Dr. Varenhorst has been acknowledged as the “mother” of the peer helper movement and a founding member of the National Peer Helpers Association. Her impact has been far reaching and will continue to touch others for years to come.
In addition to her work in the Palo Alto Unified School District, Dr. Varenhorst was a visiting instructor at the Harvard Graduate School of Education, Stanford University, California Polytechnic State University, San Francisco State University, University
of Victoria and Johns Hopkins University. Her publications were extensive and well-regarded, including the book Real Friends: Becoming the Friend You’d Like to Have (1983).
She was especially proud of her roles as co-founder and past president of the National Peer Helpers Association, and her affiliations with the California Association of Peer Programs, the Board of Regents at St. Olaf College, Search Institute, and
the College Board. Dr. Varenhorst was also elected to the Vesper Society Board of Directors in 1977. She served there in many leadership positions, including interim president from 1996-1999. Barbara and Vern joined Valley
Presbyterian Church in the mid 1990s where Barbara served as an elder, founded and nurtured an adult education program and made many strong friendships.
Barbara will be remembered not only for the impact she had on countless youth, but also as a mentor and friend.

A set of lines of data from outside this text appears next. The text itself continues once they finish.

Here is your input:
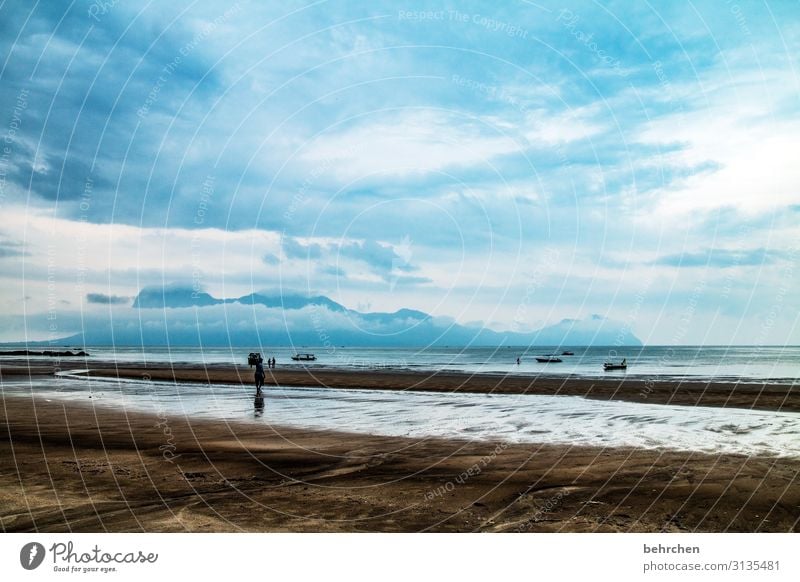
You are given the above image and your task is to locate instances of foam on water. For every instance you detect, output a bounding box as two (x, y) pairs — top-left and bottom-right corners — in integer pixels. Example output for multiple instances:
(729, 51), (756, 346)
(2, 377), (800, 458)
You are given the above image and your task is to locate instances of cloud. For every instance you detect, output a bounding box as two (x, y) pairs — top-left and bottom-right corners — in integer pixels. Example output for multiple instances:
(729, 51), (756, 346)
(654, 248), (785, 269)
(0, 238), (26, 259)
(86, 293), (131, 305)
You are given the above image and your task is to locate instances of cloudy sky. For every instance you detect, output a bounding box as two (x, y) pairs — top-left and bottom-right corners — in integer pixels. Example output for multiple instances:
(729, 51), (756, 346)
(0, 0), (800, 344)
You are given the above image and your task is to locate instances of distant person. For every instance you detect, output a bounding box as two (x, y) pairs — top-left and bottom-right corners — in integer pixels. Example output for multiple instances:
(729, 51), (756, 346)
(255, 360), (266, 395)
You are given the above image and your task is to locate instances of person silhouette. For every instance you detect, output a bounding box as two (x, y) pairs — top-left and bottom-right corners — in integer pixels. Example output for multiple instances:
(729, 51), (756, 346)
(255, 359), (266, 394)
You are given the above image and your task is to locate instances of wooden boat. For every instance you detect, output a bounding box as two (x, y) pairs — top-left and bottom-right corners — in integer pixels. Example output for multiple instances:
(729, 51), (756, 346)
(603, 360), (628, 372)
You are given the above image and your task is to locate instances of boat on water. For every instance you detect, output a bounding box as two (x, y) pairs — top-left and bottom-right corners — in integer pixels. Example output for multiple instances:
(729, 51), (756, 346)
(603, 359), (628, 372)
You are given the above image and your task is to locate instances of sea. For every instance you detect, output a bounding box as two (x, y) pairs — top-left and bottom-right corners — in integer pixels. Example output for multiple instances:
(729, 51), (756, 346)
(18, 346), (800, 384)
(0, 346), (800, 459)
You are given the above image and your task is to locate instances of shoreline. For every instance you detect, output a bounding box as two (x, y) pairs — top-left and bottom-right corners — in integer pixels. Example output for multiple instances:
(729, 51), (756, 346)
(0, 392), (800, 532)
(0, 361), (800, 412)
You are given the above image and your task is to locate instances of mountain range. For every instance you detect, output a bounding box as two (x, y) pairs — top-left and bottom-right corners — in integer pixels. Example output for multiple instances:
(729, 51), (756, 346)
(43, 286), (641, 347)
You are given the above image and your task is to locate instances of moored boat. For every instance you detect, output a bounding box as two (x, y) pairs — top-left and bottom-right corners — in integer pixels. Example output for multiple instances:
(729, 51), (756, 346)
(603, 359), (628, 372)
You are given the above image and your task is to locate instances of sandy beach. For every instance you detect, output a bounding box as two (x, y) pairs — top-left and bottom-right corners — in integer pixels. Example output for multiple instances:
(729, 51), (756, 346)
(0, 366), (800, 532)
(28, 360), (800, 412)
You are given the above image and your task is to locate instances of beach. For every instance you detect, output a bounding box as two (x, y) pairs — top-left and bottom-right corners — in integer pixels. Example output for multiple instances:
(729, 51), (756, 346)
(0, 365), (800, 532)
(3, 359), (800, 412)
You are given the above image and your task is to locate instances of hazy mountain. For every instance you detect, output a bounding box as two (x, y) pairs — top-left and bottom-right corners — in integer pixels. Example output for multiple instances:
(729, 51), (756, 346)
(28, 286), (641, 347)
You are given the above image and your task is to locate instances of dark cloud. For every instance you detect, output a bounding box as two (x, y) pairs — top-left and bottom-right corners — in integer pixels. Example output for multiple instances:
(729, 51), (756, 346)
(86, 293), (131, 305)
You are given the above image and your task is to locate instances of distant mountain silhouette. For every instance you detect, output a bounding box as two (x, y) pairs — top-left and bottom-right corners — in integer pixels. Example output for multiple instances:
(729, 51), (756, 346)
(42, 286), (641, 347)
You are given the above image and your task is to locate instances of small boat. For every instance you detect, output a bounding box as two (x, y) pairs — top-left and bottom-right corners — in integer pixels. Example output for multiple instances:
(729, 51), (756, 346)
(603, 360), (628, 372)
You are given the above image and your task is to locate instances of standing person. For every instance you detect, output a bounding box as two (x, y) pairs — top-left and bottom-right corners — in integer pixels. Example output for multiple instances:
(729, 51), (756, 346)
(255, 358), (269, 394)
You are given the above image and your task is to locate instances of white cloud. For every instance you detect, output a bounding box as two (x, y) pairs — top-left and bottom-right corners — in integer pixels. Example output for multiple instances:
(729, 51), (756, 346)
(301, 110), (520, 181)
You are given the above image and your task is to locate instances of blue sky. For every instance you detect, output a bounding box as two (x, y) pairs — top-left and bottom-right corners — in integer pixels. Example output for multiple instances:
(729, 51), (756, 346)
(0, 1), (800, 344)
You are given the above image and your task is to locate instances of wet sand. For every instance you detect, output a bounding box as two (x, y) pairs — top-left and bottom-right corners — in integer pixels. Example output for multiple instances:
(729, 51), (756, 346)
(0, 386), (800, 532)
(28, 361), (800, 412)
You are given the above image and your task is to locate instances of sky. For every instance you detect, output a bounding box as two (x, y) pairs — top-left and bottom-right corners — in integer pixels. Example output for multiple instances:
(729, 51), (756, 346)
(0, 0), (800, 345)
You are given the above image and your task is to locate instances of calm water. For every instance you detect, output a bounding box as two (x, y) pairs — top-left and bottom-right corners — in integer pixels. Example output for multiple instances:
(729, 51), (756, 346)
(0, 377), (800, 458)
(12, 346), (800, 384)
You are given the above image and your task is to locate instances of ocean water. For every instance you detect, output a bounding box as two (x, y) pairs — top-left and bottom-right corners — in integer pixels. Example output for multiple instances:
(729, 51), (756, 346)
(0, 375), (800, 458)
(12, 346), (800, 384)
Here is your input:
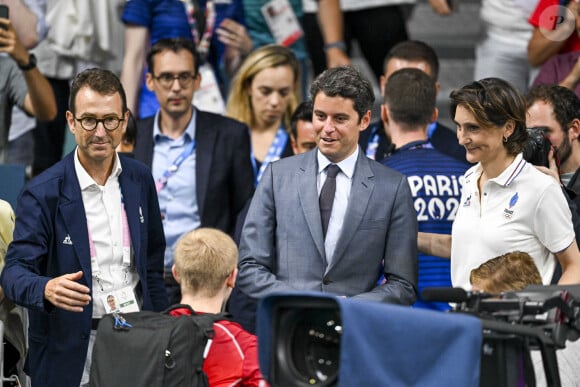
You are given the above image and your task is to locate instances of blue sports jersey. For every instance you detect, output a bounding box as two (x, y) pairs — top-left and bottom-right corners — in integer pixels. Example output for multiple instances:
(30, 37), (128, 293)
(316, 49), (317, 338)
(382, 141), (470, 310)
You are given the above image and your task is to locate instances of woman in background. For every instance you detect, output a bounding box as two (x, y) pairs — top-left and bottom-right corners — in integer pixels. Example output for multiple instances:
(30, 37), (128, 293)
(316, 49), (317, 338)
(226, 45), (300, 184)
(418, 78), (580, 289)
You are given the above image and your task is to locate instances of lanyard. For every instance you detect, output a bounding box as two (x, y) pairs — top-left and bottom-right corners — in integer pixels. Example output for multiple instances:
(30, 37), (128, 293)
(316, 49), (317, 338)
(366, 125), (379, 160)
(87, 188), (131, 290)
(251, 127), (288, 186)
(155, 139), (195, 193)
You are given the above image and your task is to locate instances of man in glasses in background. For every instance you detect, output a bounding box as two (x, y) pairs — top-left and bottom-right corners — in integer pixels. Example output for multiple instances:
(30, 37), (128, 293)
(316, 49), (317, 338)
(134, 38), (254, 303)
(0, 69), (167, 386)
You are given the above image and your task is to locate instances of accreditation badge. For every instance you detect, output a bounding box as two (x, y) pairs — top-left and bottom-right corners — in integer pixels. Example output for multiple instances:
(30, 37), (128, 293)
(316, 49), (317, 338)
(100, 286), (139, 313)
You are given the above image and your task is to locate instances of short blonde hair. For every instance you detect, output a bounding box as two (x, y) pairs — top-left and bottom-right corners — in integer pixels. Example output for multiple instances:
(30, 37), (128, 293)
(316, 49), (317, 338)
(469, 251), (542, 293)
(226, 44), (300, 131)
(0, 199), (15, 272)
(173, 228), (238, 297)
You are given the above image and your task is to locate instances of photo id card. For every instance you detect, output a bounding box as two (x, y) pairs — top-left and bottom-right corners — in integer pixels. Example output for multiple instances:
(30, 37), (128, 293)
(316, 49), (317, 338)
(100, 286), (139, 313)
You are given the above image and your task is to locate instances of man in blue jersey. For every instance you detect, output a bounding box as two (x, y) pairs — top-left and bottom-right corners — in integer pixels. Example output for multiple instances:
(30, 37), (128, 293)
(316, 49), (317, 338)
(381, 68), (469, 310)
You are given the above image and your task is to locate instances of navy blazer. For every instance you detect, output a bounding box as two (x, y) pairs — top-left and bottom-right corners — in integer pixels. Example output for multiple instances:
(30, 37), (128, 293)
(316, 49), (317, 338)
(0, 151), (167, 387)
(134, 110), (254, 235)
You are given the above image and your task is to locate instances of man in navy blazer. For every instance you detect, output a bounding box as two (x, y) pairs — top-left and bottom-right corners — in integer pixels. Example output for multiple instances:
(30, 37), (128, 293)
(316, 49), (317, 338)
(134, 38), (254, 303)
(238, 67), (417, 324)
(0, 69), (167, 387)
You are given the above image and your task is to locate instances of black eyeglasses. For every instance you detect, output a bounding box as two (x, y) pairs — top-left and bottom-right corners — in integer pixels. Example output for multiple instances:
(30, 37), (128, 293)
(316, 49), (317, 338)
(153, 73), (197, 89)
(74, 116), (125, 131)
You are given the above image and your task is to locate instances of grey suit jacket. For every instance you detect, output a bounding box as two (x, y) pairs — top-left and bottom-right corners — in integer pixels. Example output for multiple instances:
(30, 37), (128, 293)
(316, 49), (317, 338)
(237, 150), (417, 304)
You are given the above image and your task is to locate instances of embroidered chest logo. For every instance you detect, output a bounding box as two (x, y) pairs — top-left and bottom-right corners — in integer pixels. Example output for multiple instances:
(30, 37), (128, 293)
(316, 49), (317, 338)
(503, 192), (519, 219)
(463, 195), (471, 207)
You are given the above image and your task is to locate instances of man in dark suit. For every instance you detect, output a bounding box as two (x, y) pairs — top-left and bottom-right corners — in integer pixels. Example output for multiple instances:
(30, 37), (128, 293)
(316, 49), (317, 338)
(0, 69), (167, 387)
(238, 67), (417, 328)
(134, 38), (254, 303)
(359, 40), (465, 162)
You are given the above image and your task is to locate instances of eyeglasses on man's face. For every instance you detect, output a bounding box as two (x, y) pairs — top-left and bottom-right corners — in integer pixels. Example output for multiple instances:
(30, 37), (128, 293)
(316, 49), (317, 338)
(153, 73), (196, 89)
(74, 116), (125, 131)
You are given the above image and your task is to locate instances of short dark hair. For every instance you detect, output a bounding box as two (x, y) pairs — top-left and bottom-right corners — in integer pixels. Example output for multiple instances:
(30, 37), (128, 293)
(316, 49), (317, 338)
(147, 38), (201, 76)
(526, 84), (580, 132)
(68, 68), (127, 115)
(383, 40), (439, 81)
(449, 78), (528, 156)
(310, 66), (375, 122)
(290, 100), (312, 138)
(383, 68), (437, 128)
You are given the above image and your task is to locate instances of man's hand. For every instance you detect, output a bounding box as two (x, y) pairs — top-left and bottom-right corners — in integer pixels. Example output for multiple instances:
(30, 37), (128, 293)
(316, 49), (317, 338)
(535, 147), (562, 184)
(215, 19), (254, 56)
(326, 48), (352, 68)
(44, 271), (91, 312)
(429, 0), (453, 16)
(0, 18), (29, 65)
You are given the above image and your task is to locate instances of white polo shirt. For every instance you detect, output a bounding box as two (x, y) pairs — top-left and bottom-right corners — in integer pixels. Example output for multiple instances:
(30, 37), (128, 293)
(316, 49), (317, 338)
(451, 154), (575, 289)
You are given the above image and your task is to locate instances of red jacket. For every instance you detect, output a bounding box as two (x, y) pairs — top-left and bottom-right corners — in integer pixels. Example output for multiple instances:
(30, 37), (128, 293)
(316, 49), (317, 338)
(169, 308), (268, 387)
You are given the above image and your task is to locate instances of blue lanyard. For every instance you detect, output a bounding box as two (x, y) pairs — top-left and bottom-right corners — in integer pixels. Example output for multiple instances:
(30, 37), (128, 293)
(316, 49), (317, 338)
(155, 139), (195, 192)
(366, 125), (379, 160)
(250, 126), (288, 186)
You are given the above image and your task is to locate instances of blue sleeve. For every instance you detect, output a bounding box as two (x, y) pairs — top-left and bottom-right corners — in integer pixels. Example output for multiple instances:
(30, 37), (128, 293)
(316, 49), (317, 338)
(122, 0), (192, 43)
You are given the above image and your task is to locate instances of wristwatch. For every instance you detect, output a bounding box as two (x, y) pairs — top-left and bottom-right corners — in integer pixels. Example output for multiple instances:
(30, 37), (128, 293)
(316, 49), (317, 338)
(18, 54), (36, 71)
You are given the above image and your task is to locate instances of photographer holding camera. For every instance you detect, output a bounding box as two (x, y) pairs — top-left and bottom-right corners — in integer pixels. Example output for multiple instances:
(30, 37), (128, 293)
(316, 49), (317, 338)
(526, 85), (580, 196)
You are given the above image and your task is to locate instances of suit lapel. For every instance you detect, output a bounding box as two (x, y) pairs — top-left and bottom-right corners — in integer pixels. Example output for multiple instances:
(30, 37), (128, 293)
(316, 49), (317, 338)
(327, 151), (375, 272)
(194, 110), (217, 219)
(119, 162), (143, 268)
(298, 151), (326, 261)
(56, 158), (93, 288)
(134, 115), (157, 168)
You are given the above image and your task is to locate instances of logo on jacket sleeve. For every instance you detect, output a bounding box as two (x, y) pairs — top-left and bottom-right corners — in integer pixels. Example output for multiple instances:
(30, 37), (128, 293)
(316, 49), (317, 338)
(62, 234), (72, 246)
(503, 192), (519, 219)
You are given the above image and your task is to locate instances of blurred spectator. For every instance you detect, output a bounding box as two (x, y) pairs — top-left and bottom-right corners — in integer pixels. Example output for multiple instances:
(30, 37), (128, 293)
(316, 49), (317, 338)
(0, 0), (48, 170)
(290, 101), (316, 155)
(0, 14), (56, 162)
(381, 68), (469, 310)
(121, 0), (252, 118)
(526, 85), (580, 192)
(533, 51), (580, 97)
(32, 0), (125, 176)
(244, 0), (346, 99)
(0, 199), (28, 386)
(134, 38), (254, 304)
(227, 44), (300, 185)
(469, 251), (542, 293)
(359, 40), (465, 161)
(302, 0), (415, 79)
(528, 0), (580, 67)
(474, 0), (538, 93)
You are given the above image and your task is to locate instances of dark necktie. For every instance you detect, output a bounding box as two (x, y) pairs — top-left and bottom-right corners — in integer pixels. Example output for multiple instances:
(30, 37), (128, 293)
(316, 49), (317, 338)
(319, 164), (340, 238)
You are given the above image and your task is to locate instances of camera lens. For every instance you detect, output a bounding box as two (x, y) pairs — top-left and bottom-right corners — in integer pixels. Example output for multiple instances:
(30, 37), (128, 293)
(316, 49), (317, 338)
(274, 305), (342, 386)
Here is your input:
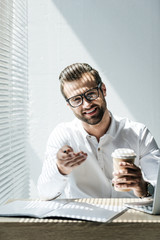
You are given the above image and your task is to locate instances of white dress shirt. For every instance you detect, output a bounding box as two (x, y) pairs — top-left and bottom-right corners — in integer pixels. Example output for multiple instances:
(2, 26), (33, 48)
(38, 114), (160, 199)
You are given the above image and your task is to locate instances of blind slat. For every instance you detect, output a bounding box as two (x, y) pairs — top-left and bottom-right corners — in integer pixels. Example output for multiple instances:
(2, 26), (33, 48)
(0, 0), (29, 204)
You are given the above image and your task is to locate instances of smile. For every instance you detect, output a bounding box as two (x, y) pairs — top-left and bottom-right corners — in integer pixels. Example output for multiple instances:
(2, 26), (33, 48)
(84, 107), (97, 115)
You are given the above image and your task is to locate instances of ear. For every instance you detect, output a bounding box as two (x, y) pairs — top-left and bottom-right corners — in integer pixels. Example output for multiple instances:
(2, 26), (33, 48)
(101, 83), (107, 97)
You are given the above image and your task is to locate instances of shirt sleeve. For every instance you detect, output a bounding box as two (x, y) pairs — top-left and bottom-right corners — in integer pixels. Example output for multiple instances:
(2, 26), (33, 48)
(139, 127), (160, 186)
(37, 125), (69, 200)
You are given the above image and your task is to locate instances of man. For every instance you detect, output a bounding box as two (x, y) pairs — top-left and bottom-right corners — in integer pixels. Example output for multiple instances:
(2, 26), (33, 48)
(38, 63), (160, 199)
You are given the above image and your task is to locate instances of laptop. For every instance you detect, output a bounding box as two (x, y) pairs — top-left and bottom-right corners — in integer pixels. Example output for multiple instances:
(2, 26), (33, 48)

She was known for her kindness and generosity, and her beautiful, bright smile. Even after a stroke four years ago caused her to transition
away from independent living, her compassion, curiosity, and kindness towards others continued unabated. Her warm smile always remained the same.
Barbara is survived by many longtime friends, who were like family, as well as her sister-in-law, Virginia Barrows, and several nieces, nephews, great-nieces, and great-nephews, all who loved their Aunt Barb dearly. She was preceded in death by her parents,
her husband Vern, brothers John C. Ebright and William D. Ebright, sister Dorothy Meyer, nephews David Oak Ebright, Donald Barrows, and Larry Barrows, and brother-in-law Ernest Barrows.
Our family would like to express our sincere thanks to the nurses, doctors and caregivers at the Healthcare Center at The Forum for the loving care they gave Barbara these last four years. We’d also like to thank her many kind friends, who visited
her regularly and sent her cards and letters with warm, caring thoughts.
Because of the pandemic restrictions in place, a Celebration of Life will be planned for a later date when friends and family are able to safely travel and gather together. Skylawn is in charge of her arrangements. Memories of Barbara may be shared at
their website, Skylawn.com.
In lieu of flowers, memorial gifts may be made to The Barbara and Vernon Varenhorst Fund at the Search Institute, 3001 Broadway Street NE, Suite 310, Minneapolis
MN 55413 or at search-institute.org/donate; The Vernon and Barbara Varenhorst Endowed Scholarship at St. Olaf College, either by check to St. Olaf College,
1520 St. Olaf Avenue, Northfield, MN 55057 or at wp.stolaf.edu/giving; or a charity of choice.